A festa carioca carece de presença mais efetiva
daquele que o forjou, o povo negro do Rio.
Leandro Uchoas, do Rio de Janeiro (RJ)
"Kambilistas" no Rio, gravura de Jean Baptiste Drebet, do século XIX |
O batuque das escolas e blocos ainda encanta, ano
após ano, milhares de foliões. A dança peculiar dos homens e mulheres, a
pujança das fantasias na avenida e nas ruas, e o sorriso no rosto dos
participantes da festa não deixam dúvidas: o Carnaval ainda é uma festa
singular, expressão das mais importantes da cultura brasileira. E é inegável
que no Rio de Janeiro, a participação aumenta a cada ano.
Porém, também é inquestionável que, cada vez mais,
o principal festejo brasileiro muda sensivelmente. No Rio, a mudança mais
visível talvez seja o aumento dos blocos em que o principal estilo musical não
é o samba. Uma diferença do Carnaval dos dias de hoje, no entanto, intriga e
preocupa os amantes da festa: a diminuição da participação de negros.

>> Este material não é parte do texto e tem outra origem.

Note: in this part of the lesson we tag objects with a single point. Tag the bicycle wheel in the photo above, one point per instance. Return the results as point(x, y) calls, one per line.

Há uma polêmica histórica no que diz respeito ao
samba. Oficialmente, ele teria surgido na Bahia. Mas há os que afirmam ser o
Rio de Janeiro seu local de nascimento.
Não há dúvidas, no entanto, de que o
Carnaval é uma expressão cultural construída a partir de referências
afrobrasileiras. E tanto os blocos de rua quanto o desfile das escolas na
Marquês de Sapucaí, por mais que tenham se desenvolvido, tem raiz nessas
expressões culturais. A diminuição da participação dos negros, portanto,
incomoda, e leva a questionamentos quanto às suas causas.
No desfile das escolas, há polêmica se realmente a
participação tem diminuído. Os que acusam de redução sempre apontam a profissionalização
do Carnaval como causa. O presidente da Imperatriz Leopoldinense, Luizinho
Drummond, chegou a afirmar que o avanço das igrejas evangélicas e do funk
estariam retirando os negros do samba.
Presidente da Associação dos Profissionais e Amigos
do Funk (Apafunk), MC Leonardo, relativiza. “O negro é sempre sambista. Antes
de ser funkeiro, é sambista. Antes de ser religioso, é sambista. Mas hoje,
infelizmente, é o funk que fala da realidade do negro. E é o funk que cabe no
bolso dele”, diz.
Para ele, é a mercantilização dos desfiles, com temas
distantes da realidade popular – porque tem relação com os patrocinadores –, os
interesses da TV, e as negociatas, que inviabilizam a participação dos negros.
“A mercantilização do Carnaval excluiu o negro. Esses
enredos comprados, sem relação com a comunidade. O negro não se identifica, nem
pode pagar. Escolas como Portela, Imperatriz e Vila Isabel já correram atrás de
negros para os desfiles”, afirma MC Leonardo. No ano passado, a Vila Isabel –
campeã de 2013 – teve como tema Angola, e teve que se desdobrar para garantir a
hegemonia dos negros.
O pesquisador Luiz Antônio Simas, especialista em
Carnaval, discorda. Para ele, a ausência de negros nos desfiles foi muito maior
nos anos 1980 e 1990, quando era mais fácil para os turistas, segundo diz,
“comprar” sua participação no Carnaval. Escolas como Beija Flor e Vila Isabel
privilegiam a participação dos moradores de comunidade, onde predominam os
negros.
Ele considera apenas que o avanço das religiões neopentecostais
prejudica a composição de setores como a tradicional ala de baianas, devido ao
preconceito contra referências afrobrasileiras.
Simas, no entanto, concorda que o Carnaval de rua
esteja vivendo um processo acelerado de mercantilização e mudanças que pode ser
prejudicial à participação dos negros. “A gente vê acordos com rede de TV, com
patrocinadores, para aumentar os recursos, elitizando a participação. Há, por
consequência, um refluxo das camadas populares.
E, como nestes setores sociais
há predominância do negro, este acaba participando menos”, afirma.
Dentre os 483 blocos de rua, a maioria ainda fica
na zona sul, região mais rica da cidade. A quantidade de turistas cresce a cada
ano, e a busca da direção dos blocos por apoio de empresas tornou-se padrão.
Embora seja difícil quantificar, é visível a ausência de negros nos blocos mais
famosos.
Há os que defendem uma iniciativa da Prefeitura, no
sentido de estimular os blocos de rua das zonas norte e oeste. E em relação ao
desfile das escolas, defende-se uma regulação maior – um exemplo seria a
proibição do repasse de recursos da Prefeitura para escolas que já tenham
captado no setor privado. Fato é que um país não tem o direito de deixar de
fora de sua principal festa os próprios idealizadores dela.